2. Family really is the most important thing in life.
I have learned that all of the excitement, adventure and sunshine cannot compensate for the joy that comes from being with the people you love. There have been many times since we have been living here that I would have happily swapped long deliciously hot afternoons at the beach for mornings spent sitting with my grandparents, simply watching the television and drinking cups of tea.

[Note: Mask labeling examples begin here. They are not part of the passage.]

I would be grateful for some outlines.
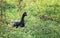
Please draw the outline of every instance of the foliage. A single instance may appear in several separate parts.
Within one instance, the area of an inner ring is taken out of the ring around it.
[[[16,0],[6,0],[6,19],[9,25],[0,25],[0,38],[60,38],[60,0],[23,0],[22,12],[18,12]],[[14,7],[14,8],[13,8]],[[25,27],[15,28],[11,20],[21,19],[23,12]]]

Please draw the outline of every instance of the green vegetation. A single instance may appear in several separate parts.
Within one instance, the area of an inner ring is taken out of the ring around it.
[[[60,0],[23,0],[20,11],[18,2],[4,3],[10,24],[0,24],[0,38],[60,38]],[[27,12],[25,27],[13,27],[11,20],[21,19],[23,12]]]

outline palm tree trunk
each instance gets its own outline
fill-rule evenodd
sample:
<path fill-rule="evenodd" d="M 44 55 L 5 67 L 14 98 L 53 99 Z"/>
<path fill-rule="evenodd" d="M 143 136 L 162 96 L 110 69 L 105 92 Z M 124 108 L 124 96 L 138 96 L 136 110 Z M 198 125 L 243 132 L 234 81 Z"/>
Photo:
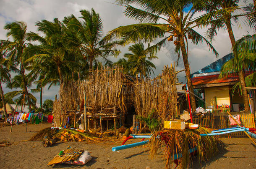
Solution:
<path fill-rule="evenodd" d="M 40 89 L 40 109 L 41 109 L 41 112 L 43 112 L 43 99 L 42 99 L 42 96 L 43 96 L 43 87 L 41 87 Z"/>
<path fill-rule="evenodd" d="M 233 30 L 232 30 L 232 27 L 231 27 L 230 19 L 227 19 L 226 21 L 226 25 L 227 25 L 227 28 L 230 39 L 230 41 L 231 41 L 232 48 L 234 48 L 235 45 L 235 36 L 234 36 L 234 33 L 233 33 Z M 235 58 L 237 58 L 237 53 L 235 51 L 235 52 L 234 52 L 234 55 Z M 243 70 L 239 70 L 239 71 L 238 71 L 238 76 L 239 77 L 240 83 L 241 83 L 241 90 L 242 91 L 243 101 L 244 103 L 245 110 L 246 111 L 250 111 L 250 106 L 249 104 L 249 101 L 248 100 L 248 93 L 246 89 L 246 81 Z"/>
<path fill-rule="evenodd" d="M 3 91 L 2 88 L 2 84 L 0 81 L 0 90 L 1 90 L 1 96 L 2 97 L 2 102 L 3 102 L 3 107 L 4 114 L 5 118 L 7 118 L 8 114 L 7 114 L 7 111 L 6 110 L 6 106 L 5 105 L 5 96 L 3 94 Z"/>
<path fill-rule="evenodd" d="M 58 73 L 59 73 L 59 76 L 60 76 L 60 83 L 63 82 L 63 78 L 62 78 L 62 72 L 61 72 L 61 69 L 60 69 L 60 65 L 57 66 L 58 67 Z"/>
<path fill-rule="evenodd" d="M 27 88 L 27 81 L 26 79 L 26 78 L 25 78 L 25 70 L 24 69 L 24 67 L 23 67 L 23 64 L 22 63 L 22 61 L 21 61 L 21 76 L 22 76 L 22 78 L 23 79 L 23 82 L 24 83 L 25 93 L 26 94 L 26 96 L 28 100 L 28 104 L 29 104 L 29 111 L 31 111 L 31 106 L 30 99 L 29 98 L 29 92 L 28 92 L 28 89 Z"/>
<path fill-rule="evenodd" d="M 92 66 L 93 66 L 93 57 L 90 57 L 90 67 L 89 68 L 89 70 L 90 71 L 92 71 Z"/>
<path fill-rule="evenodd" d="M 190 76 L 190 68 L 189 68 L 189 63 L 188 63 L 188 55 L 187 55 L 184 39 L 182 37 L 180 37 L 179 39 L 180 43 L 180 48 L 181 49 L 181 53 L 182 53 L 184 66 L 185 68 L 186 76 L 187 77 L 187 79 L 188 80 L 188 91 L 192 93 L 193 94 L 194 91 L 193 90 L 193 86 L 192 86 L 192 81 Z M 194 112 L 196 111 L 196 108 L 195 96 L 193 94 L 189 95 L 189 96 L 191 101 L 192 111 Z"/>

3. Stuff isn’t very important.
When I became a parent, I wanted to make sure that my children were well provided for, that they had nice clothes, toys and ‘stuff’. When we had to pack up all of our things to move here, I was embarrassed to see how much they had, how much we had bought for them that they had simply never played with. It made me think about what they really need and it was the catalyst for me to start thinking about making some changes in our life and in my parenting in particular. I realised that it was my time that my children needed rather than more ‘stuff’- We are still working on ways to spend more ‘time’ with our girls but at the moment the goal is just to try and be more present during the time we do have together.
So two and a half years after we made our big move, my little family can reflect that our life is richer as a result of our immigration. Ironically though, for the most part, this richness has come from our reflections on the lessons we have learned and new insights we have gained into how great our lives already were (although we didn’t recognise it at the time) and are.
We have learned that family, people and experiences are the most valuable part of our lives.
We have become more resilient, stronger, braver and closer as a result of our adventures.
Finally, we have realised how awesome the world is and how diverse the opportunities are that it offers. Our daughter has already decided that she wants to move to Italy one day and we talk about moving to Australia or living in Paris or Spain in the future.
Personally, I wanted to run away from the UK and start anew. What I have found is that I can’t run away from myself and that newness can only come from a change in attitude and perspective. I didn’t need to move to beautiful New Zealand to discover that, but I am glad that I did!